Please don't flame me for this dumb question.

Camping World has a 12V Travel Blanket that they are selling that the 1 product Reviewer says he uses in the truck and the RV.

In thinking about this quickly I asked myself where I would plug this in the OB since the only 12v I have is in the Tundra. Do other RV types (Class A etc.) have 12v outlets in their rigs?

Then I thought if DW gets cold in the Tundra I can always turn up the heat. Please no Tundra jokes. I'm having a tough enuff time getting my dealer to do the accelerator recall.

I need to go camping to get this stuff off my little mind-next week @ Rainbow Springs State Park in FL.


----------



## NAturedog2 (Jan 29, 2007)

my outback has a 12 V plug attached to the cable/ant. jack in the main area.

Russ


----------



## Fanatical1 (Jan 9, 2006)

My Outback has two 12V outlets located where the TV's would be placed (as Naturedog said). I would be concerned that an electric blanket may pull more amps/watts than what the plug in our Outbacks can handle. They are very limited in output.

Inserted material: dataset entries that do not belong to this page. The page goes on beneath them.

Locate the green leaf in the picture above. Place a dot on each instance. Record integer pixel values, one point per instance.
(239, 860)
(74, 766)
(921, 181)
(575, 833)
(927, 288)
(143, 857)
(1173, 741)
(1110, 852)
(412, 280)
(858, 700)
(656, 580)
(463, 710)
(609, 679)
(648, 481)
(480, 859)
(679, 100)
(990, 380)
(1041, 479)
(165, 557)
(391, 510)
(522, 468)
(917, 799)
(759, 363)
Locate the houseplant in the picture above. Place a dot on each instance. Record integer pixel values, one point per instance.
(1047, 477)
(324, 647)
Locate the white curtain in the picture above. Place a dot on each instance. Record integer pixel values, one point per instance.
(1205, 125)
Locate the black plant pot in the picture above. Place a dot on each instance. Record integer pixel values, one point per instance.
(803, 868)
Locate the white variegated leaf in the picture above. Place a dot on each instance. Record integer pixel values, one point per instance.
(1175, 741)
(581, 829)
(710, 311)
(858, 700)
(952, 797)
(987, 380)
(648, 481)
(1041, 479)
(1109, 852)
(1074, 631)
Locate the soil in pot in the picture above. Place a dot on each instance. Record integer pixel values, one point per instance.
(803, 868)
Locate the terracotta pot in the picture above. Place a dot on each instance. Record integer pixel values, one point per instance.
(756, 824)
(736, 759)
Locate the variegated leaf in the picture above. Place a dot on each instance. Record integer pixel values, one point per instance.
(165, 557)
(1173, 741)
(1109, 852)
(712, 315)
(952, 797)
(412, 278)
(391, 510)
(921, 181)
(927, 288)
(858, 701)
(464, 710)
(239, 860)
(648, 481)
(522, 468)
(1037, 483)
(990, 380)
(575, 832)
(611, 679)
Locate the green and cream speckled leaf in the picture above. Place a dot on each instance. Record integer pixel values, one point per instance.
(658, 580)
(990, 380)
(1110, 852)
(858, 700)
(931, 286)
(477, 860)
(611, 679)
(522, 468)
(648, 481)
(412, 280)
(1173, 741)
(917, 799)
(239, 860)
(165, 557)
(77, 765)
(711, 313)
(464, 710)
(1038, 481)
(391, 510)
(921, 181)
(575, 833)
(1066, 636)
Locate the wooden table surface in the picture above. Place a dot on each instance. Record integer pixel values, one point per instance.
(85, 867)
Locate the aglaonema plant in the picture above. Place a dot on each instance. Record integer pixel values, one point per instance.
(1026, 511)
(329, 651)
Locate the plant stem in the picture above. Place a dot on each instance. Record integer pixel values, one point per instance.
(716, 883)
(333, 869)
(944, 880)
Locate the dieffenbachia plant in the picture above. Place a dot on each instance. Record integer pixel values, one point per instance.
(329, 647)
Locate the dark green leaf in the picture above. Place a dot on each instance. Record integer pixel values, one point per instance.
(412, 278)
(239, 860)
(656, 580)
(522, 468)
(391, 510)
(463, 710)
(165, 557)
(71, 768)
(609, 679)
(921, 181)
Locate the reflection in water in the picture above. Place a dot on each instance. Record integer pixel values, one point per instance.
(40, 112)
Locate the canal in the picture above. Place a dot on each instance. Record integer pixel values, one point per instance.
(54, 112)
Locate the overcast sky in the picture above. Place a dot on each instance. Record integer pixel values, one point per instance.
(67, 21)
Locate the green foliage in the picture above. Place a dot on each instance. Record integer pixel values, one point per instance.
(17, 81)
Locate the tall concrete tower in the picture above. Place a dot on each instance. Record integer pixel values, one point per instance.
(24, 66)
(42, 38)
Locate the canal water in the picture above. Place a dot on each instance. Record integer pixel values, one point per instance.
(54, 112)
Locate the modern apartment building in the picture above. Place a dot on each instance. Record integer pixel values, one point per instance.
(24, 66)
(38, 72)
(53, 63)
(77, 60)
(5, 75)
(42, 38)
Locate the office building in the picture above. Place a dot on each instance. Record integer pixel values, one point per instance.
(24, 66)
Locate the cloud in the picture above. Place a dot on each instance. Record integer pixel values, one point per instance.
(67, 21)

I know I have seen information on Outbackers about the capability of these 12V outlets but can't find it at the moment. If you search this board you will find more info on our Outack 12V plugs.


----------



## FLYakman (Jan 26, 2006)

Thanks to the both of you for the reply. Your right-there is a 12v jack right behind the television-forgot all about that. The 12v blanket would have to have a pretty long cord to reach the sofa where we sit to watch the tube.

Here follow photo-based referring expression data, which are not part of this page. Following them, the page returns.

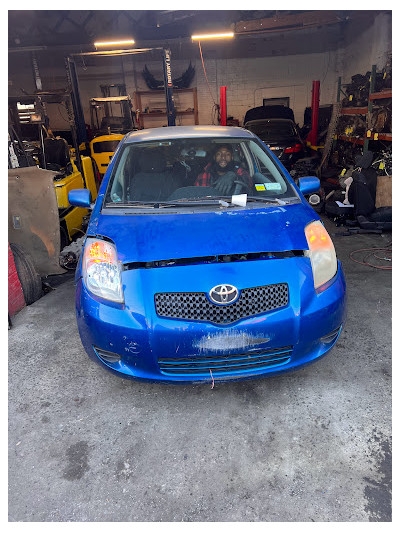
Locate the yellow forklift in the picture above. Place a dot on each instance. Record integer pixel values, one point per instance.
(43, 168)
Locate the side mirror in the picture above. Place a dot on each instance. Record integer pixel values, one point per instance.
(309, 184)
(79, 198)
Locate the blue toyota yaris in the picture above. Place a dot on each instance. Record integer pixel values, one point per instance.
(203, 261)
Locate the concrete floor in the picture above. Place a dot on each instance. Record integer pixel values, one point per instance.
(314, 445)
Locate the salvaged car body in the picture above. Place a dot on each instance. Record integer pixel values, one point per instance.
(180, 283)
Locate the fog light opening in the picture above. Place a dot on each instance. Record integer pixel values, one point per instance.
(327, 339)
(107, 357)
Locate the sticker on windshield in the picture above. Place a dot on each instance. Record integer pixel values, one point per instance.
(273, 186)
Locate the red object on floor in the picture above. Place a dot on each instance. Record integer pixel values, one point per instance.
(16, 300)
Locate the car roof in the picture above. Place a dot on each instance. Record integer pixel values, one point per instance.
(185, 132)
(272, 119)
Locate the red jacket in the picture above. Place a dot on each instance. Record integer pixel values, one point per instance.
(204, 179)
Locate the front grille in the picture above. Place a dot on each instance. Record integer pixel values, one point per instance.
(196, 305)
(225, 364)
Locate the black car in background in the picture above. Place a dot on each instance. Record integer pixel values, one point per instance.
(275, 126)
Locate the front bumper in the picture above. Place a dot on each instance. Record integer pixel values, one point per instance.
(150, 346)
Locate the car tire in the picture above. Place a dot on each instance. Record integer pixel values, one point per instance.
(30, 280)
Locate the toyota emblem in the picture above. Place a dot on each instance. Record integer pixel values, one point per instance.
(224, 294)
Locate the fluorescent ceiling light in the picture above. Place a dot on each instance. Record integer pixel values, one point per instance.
(110, 43)
(213, 35)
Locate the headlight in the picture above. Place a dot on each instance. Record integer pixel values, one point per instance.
(101, 270)
(321, 252)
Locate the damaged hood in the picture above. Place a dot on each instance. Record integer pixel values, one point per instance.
(153, 237)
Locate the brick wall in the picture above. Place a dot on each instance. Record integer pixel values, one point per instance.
(16, 299)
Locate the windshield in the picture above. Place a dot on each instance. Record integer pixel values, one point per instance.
(272, 129)
(208, 167)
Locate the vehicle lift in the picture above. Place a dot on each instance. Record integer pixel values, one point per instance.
(73, 82)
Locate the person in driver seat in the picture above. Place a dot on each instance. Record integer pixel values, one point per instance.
(223, 172)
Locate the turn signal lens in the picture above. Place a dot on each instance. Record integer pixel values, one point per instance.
(293, 149)
(101, 270)
(321, 253)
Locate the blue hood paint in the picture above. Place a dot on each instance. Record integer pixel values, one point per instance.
(153, 237)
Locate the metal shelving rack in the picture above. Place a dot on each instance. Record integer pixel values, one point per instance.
(369, 134)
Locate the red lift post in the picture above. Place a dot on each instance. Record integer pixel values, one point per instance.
(313, 137)
(222, 102)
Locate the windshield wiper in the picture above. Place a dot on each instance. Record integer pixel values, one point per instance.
(176, 203)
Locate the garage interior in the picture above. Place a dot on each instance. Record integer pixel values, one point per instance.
(309, 446)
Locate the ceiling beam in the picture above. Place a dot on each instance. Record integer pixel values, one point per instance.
(287, 22)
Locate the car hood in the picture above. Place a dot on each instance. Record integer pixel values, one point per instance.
(154, 237)
(283, 141)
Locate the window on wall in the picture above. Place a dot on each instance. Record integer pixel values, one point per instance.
(277, 101)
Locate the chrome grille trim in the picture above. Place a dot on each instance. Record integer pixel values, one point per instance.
(196, 305)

I have no plans to buy one at this point.


----------



## K. Smith (May 25, 2009)

Fanatical1 said:


> My Outback has two 12V outlets located where the TV's would be placed (as Naturedog said). I would be concerned that an electric blanket may pull more amps/watts than what the plug in our Outbacks can handle. They are very limited in output.
> 
> I know I have seen information on Outbackers about the capability of these 12V outlets but can't find it at the moment. If you search this board you will find more info on our Outack 12V plugs.

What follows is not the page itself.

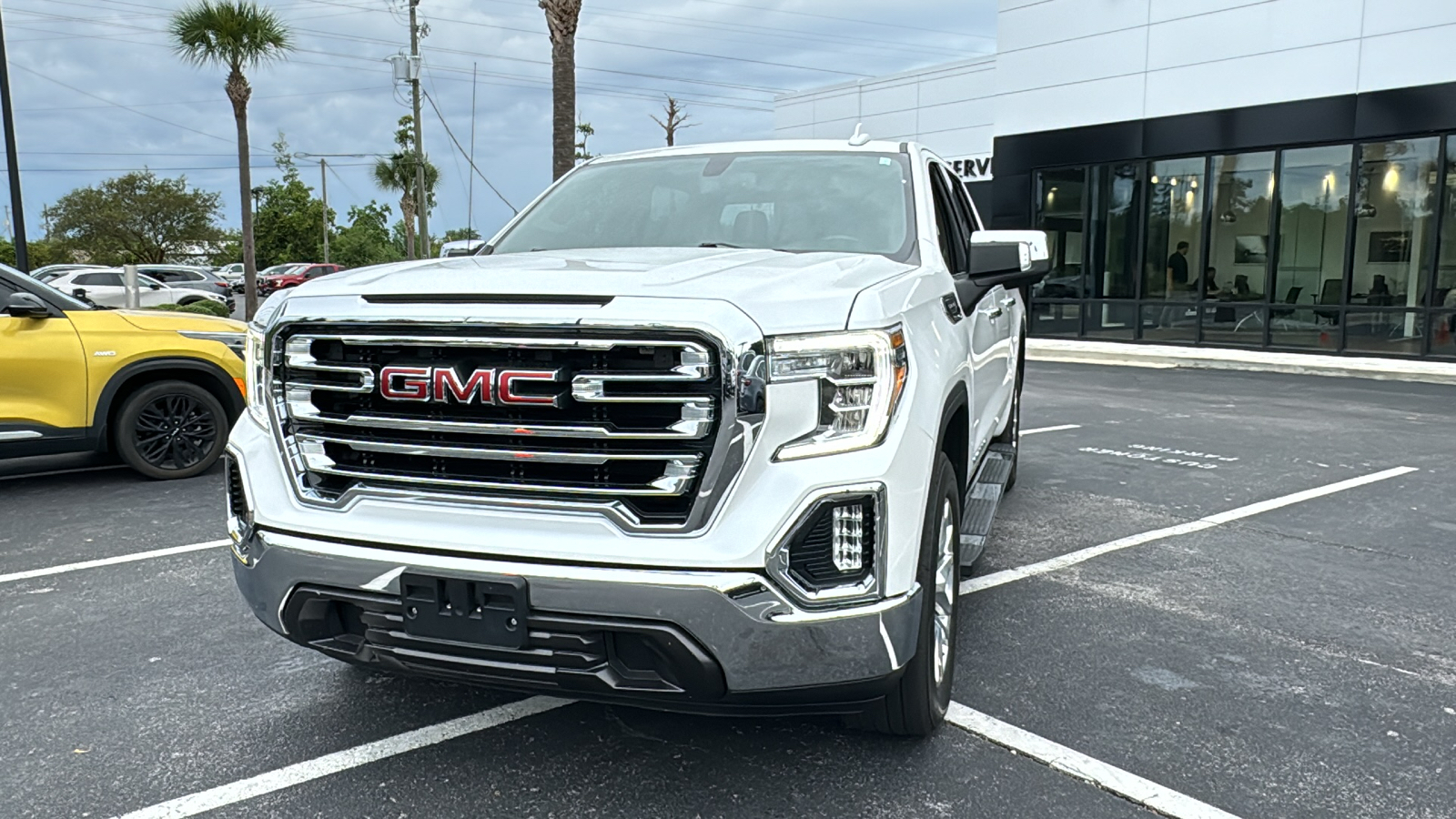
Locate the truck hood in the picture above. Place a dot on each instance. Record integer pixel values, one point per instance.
(781, 292)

I tried putting my cell phone car charge in one of them with







results.


----------



## Lmbevard (Mar 18, 2006)

If you are camping with electric, you can get a electric warming blanket that is smaller and provides just enough heat to take the chill off fairly cheaply. My daughter has one and loves it. Might work better for your DW than the 12V. The 12V would be great for a little extra warmth in the truck. I always like it on the cool side (DW says cold) when I drive so the DW is setting over there with a sweater and coat on shivering.


----------



## Nathan (Jan 2, 2007)

I recommend adding a 12V outlet or two to charge cell phones, etc. You can get all the parts at Radio Shack. Just hook them to a 15A DC line and you should be good to go!


----------



## hautevue (Mar 8, 2009)

My '09 268RL has one 12v outlet hidden under the stereo area. We tried to plug in a 175 watt power converter (12vdc to 120vac) and the plug was too big for the socket!

Turns out that 12v sockets come in several sizes -- the TT line has a max draw of 8 amps (essentially 100 watts); seems that Keystone is protecting us from ourselves (or blowing a fuse) and they mounted a smaller diameter socket.

The reason we wanted the power converter is that we were dry camping at Glacier NP; the TT has the blow-up mattress for the sofa. The bed motor power cord plugs into the nearby a/c outlet. But how do you inflate it when there is no a/c? Hummm.

We ended up backing the TV as close to the door as possible, and using the rear-of-the-third-seat 12v outlet plus a standard 8' a/c ext cord. Worked fine, but that's the first time I learned that 12vdc sockets (and plugs) come in different sizes....


----------